Shell angers climate activists with plan for $23bn shareholder payout

Shell petrol pumps
Shell reported a record annual profit of $40bn for 2022. Photograph: Yui Mok/PA

Shell has angered climate campaigners with plans to pay shareholders at least $23bn in rewards this year, despite falling profits, as it prepares to cut hundreds of jobs from the oil company’s low-carbon division.

Shell’s chief executive officer, Wael Sawan, told investors to expect payouts “well in excess” of expectations, just days after setting out plans to cut up to 25% of the staff working in Shell’s low-carbon solutions team.

The oil and gas company said on Thursday that it planned to hand its shareholders a $3.5bn windfall from its share buyback programme over the coming months. This would take the total shareholder payouts, including dividends, to $23bn for the year even as the company makes weaker profits.

Shell’s multibillion-dollar shareholder windfall has angered green groups and social justice campaigners who have called for more of the company’s cash to go towards investment in renewable energy or reducing energy bills via tougher government taxes.

The shareholder payouts are more than six times the amount Shell plans to spend on renewable energy this year. The company invested about $3.5bn in its renewables and energy solutions business in 2022, 14% of its total capital spending.

Shell plans to maintain this level of spending despite earlier this year reporting a record annual profit of $40bn for 2022. Shell has reported that its existing renewables and energy solutions investments have been loss-making over the first nine months of 2023.

Sawan set out plans last week to shrink the number of Shell staff working on low-carbon solutions by about 200 next year, after vowing to shift Shell’s focus towards high-profit oil projects and expanding its gas business when he became chief executive in January.

Charlie Kronick, a senior climate adviser at Greenpeace UK, said:“People are sick of watching oil bosses feign concern about the planet while slashing jobs and investment in renewables and ploughing money into dividends, share buybacks, and new fossil fuel projects.”

Imogen Dow, a campaigner at Friends of the Earth, said: “Buoyed by last year’s bumper profits – the biggest in Shell’s history – the company is going full steam ahead with plans to extract every last drop of oil and gas it can. The companies fuelling the climate and energy crises continue to cash in at our expense.

“Meanwhile, consumers remain dangerously exposed to future price shocks and volatile gas markets, which are increasingly threatened by global instability. It hardly needs saying that we must get off expensive and harmful oil and gas for good.”

Shell’s adjusted profits for the third quarter fell to $6.2bn from $9.5bn in the same period last year, broadly in line with the expectations of industry analysts following the decline in oil and gas market prices from their peak last year when Russia invaded Ukraine. The increase in global energy market prices triggered a cost of living crisis for households but handed record profits to oil and gas companies.
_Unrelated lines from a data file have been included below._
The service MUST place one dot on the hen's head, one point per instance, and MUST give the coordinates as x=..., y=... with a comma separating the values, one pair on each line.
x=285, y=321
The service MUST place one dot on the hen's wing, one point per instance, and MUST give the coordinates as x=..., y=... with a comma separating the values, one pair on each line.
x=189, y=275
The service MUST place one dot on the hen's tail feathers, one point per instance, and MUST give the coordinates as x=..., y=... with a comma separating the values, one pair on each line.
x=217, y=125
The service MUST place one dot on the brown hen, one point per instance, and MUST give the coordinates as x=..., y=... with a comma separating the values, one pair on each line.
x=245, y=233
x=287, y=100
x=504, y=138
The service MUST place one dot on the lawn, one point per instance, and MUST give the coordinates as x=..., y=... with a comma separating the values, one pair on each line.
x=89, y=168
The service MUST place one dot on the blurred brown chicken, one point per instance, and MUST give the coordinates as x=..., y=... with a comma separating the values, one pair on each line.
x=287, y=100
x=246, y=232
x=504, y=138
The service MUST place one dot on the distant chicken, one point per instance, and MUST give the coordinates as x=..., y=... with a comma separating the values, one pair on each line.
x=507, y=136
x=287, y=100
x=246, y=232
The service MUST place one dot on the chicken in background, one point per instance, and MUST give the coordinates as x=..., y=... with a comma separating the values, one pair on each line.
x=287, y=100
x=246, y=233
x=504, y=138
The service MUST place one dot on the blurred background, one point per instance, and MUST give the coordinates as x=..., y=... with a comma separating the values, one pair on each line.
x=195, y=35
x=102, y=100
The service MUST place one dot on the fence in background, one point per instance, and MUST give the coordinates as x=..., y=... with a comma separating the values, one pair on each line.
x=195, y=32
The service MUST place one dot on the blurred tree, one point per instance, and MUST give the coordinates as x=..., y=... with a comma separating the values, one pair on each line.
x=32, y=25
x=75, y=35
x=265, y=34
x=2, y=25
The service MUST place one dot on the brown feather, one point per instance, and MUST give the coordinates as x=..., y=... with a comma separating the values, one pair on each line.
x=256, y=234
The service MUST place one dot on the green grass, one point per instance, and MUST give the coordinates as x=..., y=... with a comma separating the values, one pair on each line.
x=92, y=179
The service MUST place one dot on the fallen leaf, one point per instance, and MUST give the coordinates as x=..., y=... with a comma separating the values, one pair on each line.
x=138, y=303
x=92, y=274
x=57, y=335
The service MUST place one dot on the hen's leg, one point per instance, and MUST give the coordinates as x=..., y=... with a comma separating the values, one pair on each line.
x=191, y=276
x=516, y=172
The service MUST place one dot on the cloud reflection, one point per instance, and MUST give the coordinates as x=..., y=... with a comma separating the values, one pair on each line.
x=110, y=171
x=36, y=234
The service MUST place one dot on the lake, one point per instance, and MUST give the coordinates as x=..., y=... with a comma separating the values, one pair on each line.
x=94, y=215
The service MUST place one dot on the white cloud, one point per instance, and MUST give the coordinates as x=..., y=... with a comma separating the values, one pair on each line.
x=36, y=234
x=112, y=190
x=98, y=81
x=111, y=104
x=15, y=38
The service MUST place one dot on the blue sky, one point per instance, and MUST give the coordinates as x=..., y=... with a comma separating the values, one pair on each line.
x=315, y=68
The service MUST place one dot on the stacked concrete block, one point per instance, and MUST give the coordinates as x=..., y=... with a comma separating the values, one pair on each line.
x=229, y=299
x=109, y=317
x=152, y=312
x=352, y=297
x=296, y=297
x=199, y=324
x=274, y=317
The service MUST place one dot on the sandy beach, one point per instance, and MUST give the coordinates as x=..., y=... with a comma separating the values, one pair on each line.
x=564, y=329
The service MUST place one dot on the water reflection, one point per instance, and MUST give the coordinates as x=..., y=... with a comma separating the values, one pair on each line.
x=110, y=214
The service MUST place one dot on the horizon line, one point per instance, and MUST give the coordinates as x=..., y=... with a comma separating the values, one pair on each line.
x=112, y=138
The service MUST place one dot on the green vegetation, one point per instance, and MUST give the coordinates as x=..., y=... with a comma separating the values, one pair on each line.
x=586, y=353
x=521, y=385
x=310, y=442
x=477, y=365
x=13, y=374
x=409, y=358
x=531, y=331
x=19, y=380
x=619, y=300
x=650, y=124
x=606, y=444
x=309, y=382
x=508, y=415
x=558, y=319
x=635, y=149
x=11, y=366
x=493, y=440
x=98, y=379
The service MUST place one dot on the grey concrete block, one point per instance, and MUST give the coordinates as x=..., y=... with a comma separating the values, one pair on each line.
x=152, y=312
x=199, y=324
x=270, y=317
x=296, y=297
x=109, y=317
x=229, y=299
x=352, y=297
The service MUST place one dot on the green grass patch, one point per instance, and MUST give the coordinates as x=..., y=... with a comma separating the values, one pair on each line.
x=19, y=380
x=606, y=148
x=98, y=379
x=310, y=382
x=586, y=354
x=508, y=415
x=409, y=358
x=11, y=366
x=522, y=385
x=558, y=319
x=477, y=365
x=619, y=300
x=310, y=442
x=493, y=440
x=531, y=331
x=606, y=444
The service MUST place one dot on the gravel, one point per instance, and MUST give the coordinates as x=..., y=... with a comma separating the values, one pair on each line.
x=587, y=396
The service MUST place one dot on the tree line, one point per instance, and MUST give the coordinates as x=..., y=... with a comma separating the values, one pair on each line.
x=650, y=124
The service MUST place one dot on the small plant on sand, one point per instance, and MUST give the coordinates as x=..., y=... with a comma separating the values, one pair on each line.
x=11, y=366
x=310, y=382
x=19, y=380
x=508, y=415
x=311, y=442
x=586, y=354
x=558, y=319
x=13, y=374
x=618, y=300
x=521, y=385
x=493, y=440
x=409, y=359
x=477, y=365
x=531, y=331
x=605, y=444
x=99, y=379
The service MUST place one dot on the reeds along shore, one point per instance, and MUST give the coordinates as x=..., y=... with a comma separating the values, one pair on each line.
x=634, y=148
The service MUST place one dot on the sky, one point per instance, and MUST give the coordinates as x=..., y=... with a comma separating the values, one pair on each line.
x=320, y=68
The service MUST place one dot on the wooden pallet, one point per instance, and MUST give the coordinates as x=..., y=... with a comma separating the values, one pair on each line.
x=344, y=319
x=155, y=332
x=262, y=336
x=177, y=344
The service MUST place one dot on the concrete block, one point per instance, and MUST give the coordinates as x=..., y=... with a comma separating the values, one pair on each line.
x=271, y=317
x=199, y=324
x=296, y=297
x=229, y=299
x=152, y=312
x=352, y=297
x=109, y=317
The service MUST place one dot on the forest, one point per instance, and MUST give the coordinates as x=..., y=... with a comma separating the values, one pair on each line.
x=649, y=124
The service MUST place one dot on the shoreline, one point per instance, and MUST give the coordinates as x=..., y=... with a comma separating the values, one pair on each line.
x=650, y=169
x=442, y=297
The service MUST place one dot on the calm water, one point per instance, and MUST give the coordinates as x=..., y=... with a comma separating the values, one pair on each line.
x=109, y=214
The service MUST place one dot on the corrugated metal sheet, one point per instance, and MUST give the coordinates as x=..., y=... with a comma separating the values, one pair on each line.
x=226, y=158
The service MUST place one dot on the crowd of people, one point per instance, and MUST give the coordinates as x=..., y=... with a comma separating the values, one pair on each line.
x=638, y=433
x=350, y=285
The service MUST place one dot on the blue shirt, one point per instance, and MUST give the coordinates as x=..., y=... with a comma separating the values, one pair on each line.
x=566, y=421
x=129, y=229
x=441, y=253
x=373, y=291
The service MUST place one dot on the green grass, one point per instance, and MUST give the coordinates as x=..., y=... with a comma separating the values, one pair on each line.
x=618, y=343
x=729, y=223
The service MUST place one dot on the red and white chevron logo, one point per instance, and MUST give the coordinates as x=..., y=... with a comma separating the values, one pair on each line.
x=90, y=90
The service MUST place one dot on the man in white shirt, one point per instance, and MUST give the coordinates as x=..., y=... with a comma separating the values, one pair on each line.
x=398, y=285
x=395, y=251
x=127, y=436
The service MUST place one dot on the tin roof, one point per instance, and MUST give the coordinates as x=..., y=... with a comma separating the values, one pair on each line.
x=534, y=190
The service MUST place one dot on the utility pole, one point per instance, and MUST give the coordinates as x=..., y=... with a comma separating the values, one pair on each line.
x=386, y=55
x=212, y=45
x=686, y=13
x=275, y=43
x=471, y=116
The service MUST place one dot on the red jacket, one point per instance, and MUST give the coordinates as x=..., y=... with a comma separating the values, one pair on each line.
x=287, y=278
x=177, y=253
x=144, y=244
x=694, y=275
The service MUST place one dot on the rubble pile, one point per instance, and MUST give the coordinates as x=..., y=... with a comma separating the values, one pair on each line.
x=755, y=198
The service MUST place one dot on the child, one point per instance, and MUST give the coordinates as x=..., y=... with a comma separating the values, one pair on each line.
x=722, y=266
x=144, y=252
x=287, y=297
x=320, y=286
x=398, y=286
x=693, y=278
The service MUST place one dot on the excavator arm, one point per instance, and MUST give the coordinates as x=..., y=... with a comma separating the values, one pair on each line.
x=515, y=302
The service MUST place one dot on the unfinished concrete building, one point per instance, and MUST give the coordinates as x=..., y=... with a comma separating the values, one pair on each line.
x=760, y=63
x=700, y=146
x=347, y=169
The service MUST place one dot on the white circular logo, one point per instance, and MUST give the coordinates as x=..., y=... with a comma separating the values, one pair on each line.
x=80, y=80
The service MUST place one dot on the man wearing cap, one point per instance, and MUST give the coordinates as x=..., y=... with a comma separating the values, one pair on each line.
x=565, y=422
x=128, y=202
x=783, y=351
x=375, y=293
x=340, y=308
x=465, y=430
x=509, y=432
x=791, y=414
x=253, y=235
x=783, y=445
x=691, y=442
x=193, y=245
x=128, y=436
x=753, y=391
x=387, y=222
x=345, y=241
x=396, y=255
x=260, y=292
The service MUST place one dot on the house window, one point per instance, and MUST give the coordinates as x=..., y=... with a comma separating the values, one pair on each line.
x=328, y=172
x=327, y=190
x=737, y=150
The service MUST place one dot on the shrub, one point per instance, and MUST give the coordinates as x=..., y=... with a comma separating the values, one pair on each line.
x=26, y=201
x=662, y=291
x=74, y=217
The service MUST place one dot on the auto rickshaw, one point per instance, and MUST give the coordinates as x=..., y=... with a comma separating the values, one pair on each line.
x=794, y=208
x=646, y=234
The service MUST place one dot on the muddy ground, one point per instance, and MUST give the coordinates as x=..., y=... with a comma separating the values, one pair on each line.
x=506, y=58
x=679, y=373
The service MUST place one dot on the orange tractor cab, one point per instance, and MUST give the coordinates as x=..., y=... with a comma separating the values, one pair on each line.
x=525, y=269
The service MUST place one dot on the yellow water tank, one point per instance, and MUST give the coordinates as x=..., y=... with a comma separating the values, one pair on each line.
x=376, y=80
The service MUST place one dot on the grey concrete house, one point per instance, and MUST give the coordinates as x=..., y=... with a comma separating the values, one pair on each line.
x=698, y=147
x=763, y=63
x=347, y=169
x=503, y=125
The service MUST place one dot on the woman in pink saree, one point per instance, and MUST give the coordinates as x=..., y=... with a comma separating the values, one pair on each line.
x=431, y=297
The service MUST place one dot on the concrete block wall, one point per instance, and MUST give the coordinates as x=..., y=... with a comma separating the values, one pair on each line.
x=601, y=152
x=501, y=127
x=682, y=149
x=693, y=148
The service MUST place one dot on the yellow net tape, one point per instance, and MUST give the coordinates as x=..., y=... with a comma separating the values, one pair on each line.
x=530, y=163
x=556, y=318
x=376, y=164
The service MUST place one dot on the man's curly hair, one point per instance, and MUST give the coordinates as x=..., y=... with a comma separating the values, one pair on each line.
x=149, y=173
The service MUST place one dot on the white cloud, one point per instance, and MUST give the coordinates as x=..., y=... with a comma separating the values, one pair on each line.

The TUC’s general secretary, Paul Nowak, said: “This sums up everything that is wrong with our broken energy market. Money that should have gone to cutting household bills has ended up in shareholder pockets. The Conservatives have allowed the likes of Shell to cash in at the expense of struggling families. The government must stop enabling this gross profiteering and impose a proper windfall tax.”

Global oil and gas market prices have tumbled since last year’s peak. The global oil price averaged $85.80 a barrel in the last quarter, down from about $100.80 in the same quarter of last year as Russia’s attack on Ukraine intensified. The US benchmark gas price fell to an average of $2.61 per million British thermal units in the third quarter, from $7.89 in the same months last year.

Shell’s stock rose 3.8% on Thursday and to a near-record high of £27.72 a share. It has soared in recent weeks amid concerns over the fallout from the Israel-Hamas conflict, which pushed the price of oil to more than $92 a barrel at one point. Oil prices have eased back in recent days due to concerns over the global economic outlook, which typically dictates demand for crude. Brent crude was trading at nearly $86 a barrel on Thursday.